Cass. pen. Sez. II, Sent., (ud. 19-04-2011) 17-05-2011, n. 19289

Sentenza scelta dal dott. Domenico Cirasole direttore del sito giuridico http://www.gadit.it/

e che ha concluso per l’accoglimento del ricorso nell’interesse del M..
Svolgimento del processo

Hanno proposto ricorso per cassazione C.G. e M. L., il primo per mezzo del proprio difensore, il secondo personalmente, avverso la sentenza della Corte di Appello di Roma del 21.9.2010, che confermò la sentenza di condanna pronunciata dal locale Tribunale il 22.1.2010, nei confronti di entrambi per il reato di rapina, e inoltre nei confronti del M. per reati in materia di armi.

Il difensore del C. deduce il difetto di motivazione della sentenza ai sensi dell’art. 606 c.p.p., lett. e), in ordine ai criteri seguiti in concreto per la determinazione della pena alla stregua dei criteri direttivi fissati dall’art. 133 c.p., lamentando in sostanza che la misura della pena sarebbe eccessiva a fronte della concessione delle attenuanti generiche e del riconoscimento dell’attenuante ex art. 62 c.p., n. 6, considerando il leale comportamento processuale dell’imputato e le sue precarie condizioni di salute.

Il M., a sua volta lamenta la mancata risposta della Corte territoriale alle doglianze avanzate con l’atto di appello, in particolare con riferimento alla richiesta di assoluzione perchè il fatto non costituisce reato in ordine all’imputazione in materia di armi sub D); deduce, con gli altri motivi, il difetto di motivazione della sentenza in ordine alla determinazione del trattamento sanzionatorio e alla comparazione delle circostanze di segno opposto, lamentando comunque che la pena base sulla quale operare l’aumento per continuazione avrebbe dovuto essere individuata dai giudici territoriali, alla stregua dell’art. 628 c.p., comma 1 non del comma 3 dello stesso articolo.
Motivi della decisione

1. Il ricorso del C. è manifestamente infondato.

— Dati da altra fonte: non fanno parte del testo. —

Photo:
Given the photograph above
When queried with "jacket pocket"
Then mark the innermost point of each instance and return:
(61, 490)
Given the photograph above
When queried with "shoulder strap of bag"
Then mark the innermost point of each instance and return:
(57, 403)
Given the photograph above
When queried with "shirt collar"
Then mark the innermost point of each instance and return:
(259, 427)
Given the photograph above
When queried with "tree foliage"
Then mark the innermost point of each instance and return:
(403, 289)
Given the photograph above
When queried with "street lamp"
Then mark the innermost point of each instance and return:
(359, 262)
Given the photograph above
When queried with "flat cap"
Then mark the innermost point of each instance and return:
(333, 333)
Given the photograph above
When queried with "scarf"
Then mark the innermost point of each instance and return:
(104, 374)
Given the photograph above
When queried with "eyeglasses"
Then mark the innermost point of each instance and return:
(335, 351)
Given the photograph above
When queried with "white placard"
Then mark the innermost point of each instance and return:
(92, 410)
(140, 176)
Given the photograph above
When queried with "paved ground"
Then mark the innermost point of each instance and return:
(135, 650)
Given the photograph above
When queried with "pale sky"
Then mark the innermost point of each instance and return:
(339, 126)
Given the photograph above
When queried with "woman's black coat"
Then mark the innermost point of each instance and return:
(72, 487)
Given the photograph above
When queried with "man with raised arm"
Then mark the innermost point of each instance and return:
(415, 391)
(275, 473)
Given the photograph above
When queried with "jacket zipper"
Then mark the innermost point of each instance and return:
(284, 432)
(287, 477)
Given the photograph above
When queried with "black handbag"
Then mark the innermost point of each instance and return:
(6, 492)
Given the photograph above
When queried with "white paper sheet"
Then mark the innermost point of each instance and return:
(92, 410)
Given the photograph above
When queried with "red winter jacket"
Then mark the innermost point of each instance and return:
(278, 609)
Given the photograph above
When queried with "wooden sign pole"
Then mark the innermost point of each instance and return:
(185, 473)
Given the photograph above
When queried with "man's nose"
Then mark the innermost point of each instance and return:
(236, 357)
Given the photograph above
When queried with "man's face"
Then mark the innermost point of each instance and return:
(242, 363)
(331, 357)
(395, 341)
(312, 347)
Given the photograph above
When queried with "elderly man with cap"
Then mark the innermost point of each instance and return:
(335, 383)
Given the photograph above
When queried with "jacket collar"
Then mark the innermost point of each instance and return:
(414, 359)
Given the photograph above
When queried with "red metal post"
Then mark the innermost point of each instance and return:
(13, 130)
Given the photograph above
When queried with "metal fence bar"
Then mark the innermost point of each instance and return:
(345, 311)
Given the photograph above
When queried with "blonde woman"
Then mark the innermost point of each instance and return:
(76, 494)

La Corte territoriale ha dato adeguatamente conto della valutazione della congruità della pena inflitta all’imputato, giustamente ritenuta alquanto modesta rispetto alla gravità del reato di rapina, commesso con armi ai danni di un supermercato, non apparendo peraltro rilevante l’incidenza, sulla gravità dei fatti, delle condizioni di salute del ricorrente, che potranno in ogni caso ricevere adeguata considerazione in ambiente penitenziario, mentre le altre circostanze favorevoli agli imputati si sono già tradotte in specifiche cause di attenuazione della pena.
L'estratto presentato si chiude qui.